The Judiciary has transferred over 40 officers that include magistrates, court clerks and accountants as one way of addressing corruption claims as raised by Justice Esmie Chombo.
The Judiciary, however, clarified that it did not mean that the 40-plus officers sent on transfers are linked to the corrupt claims, but said it was a preventive measure in rooting out factors that encourage people to bribe officers due to familiarity.
Justice Chombo, based at High Court’s Lilongwe Registry and as Judge President, blew the whistle in January in a letter to Malawi Law Society (MLS) that she had been informed that some lawyers pay court staff to tamper with case files to frustrate case proceedings.
Malawi Supreme Court of Appeal and the High Court of Malawi registrar Agnes Patemba disclosed, in an interview last week, that the transfers were a way of addressing complaints the Lilongwe registry president raised.
She said some officers have been suspended pending disciplinary hearings over the corrupt claims.
But MLS expressed reservations, in an interview, if transferring the officers was an effective solution to the problems facing the Judiciary.
MLS president Mwiza Nkhata said the fears expressed by Chombo were not unique, explaining that the lawyers’ body two years ago also conducted consultations across the nation and within the legal fraternity and they found the same problems the judge raised.
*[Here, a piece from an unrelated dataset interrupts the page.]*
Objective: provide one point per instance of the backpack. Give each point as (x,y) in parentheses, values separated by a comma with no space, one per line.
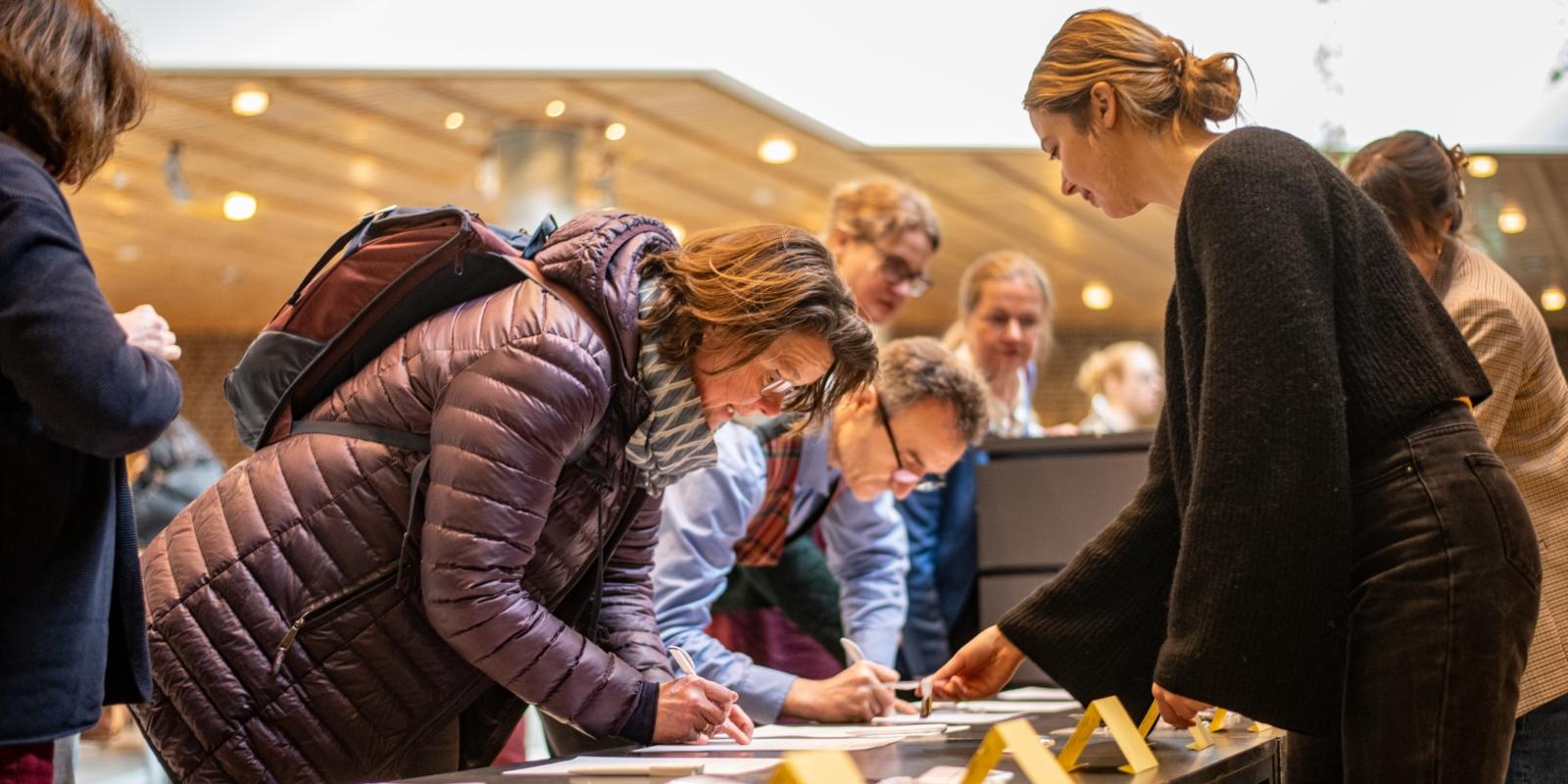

He disclosed that with delays experienced in the justice delivery system, some lawyers, conniving with court officers, get involved in malpractices to fast-track court proceeding, including tampering with case files.
Some of the affected officers described the transfers as unfair, saying no convincing reasons were provided.
“Ordinarily, when you are being transferred, you are verbally told before a letter is written or issued as a matter of courtesy.
“There are situations where other institutions have withdrawn from transferring an employee after hearing some convincing reasons why they could not be transferred. In our case, others have spouses in the base they were operating and could not operate away from them, they should have been considerate,” said the source.
The source said the Judiciary management should have pinned down those they suspected are corrupt, arguing the move would have negative impact and drawback on this arm of government.
Another source said the Judiciary is not paying disturbance allowances to the transferred officers, yet others have moved from Blantyre to Mzuzu or Lilongwe and from the Shire Valley districts of Chikwawa and Nsanje to Blantyre or Zomba or other districts.
The source said that so far, half the number of those transferred has not moved and others are contemplating retirement.
The Judiciary registrar said she had no knowledge about officers contemplating retirement, adding it would be within the officers’ right to resign and that refusing a transfer was a disciplinary issue.
Asked if cross-transferring officers to curb the corruption claims, not the same as transferring corruption to another place, Patemba said administratively such measures help to bring sanity at a workplace.
She dismissed claims that the Judiciary was not paying them allowances to look for houses, saying allowances are being duly paid and transport provided.
Patemba said the officers implicated in corruption claims with lawyers are undergoing disciplinary hearings.
She dismissed claims that transferring the officers is the same as transferring corruption, arguing the Judiciary should not have remained quiet when it had knowledge about some corrupt officers.
The registrar disclosed that there are situations where some individuals have written her office to lodge complaints regarding corrupt claims among the Judiciary officers.
Patemba said: “In some cases where some people have written our office, matters have been referred to Judicial Integrity Committee to investigate. Where people have evidence, we ask them to report to us for necessary action.
“As an institution, we thought some of these things might have been happening due to overstaying at one duty station, and familiarity with court users may lead to involvement in such malpractice.”
The MLS president said problems of court officials getting bribes from lawyers to tamper with case files have been there for a long time.
He said the lawyers’ body would keep on engaging the Chief Justice to ensure that these problems are resolved.
Justice Chombo, in her letter to MLS, alleged that some court officers were being lured with money to prioritise work for certain legal houses.
The court officers, the judge alleged, also remove documents of counsel representing the other party so as to mislead the court that the party failed to file the necessary documents prior to the date of hearing.
The officers, according to information Chombo said she received, insert documents in files when the same was not done at the right time to give the impression that the same was filed at the right time.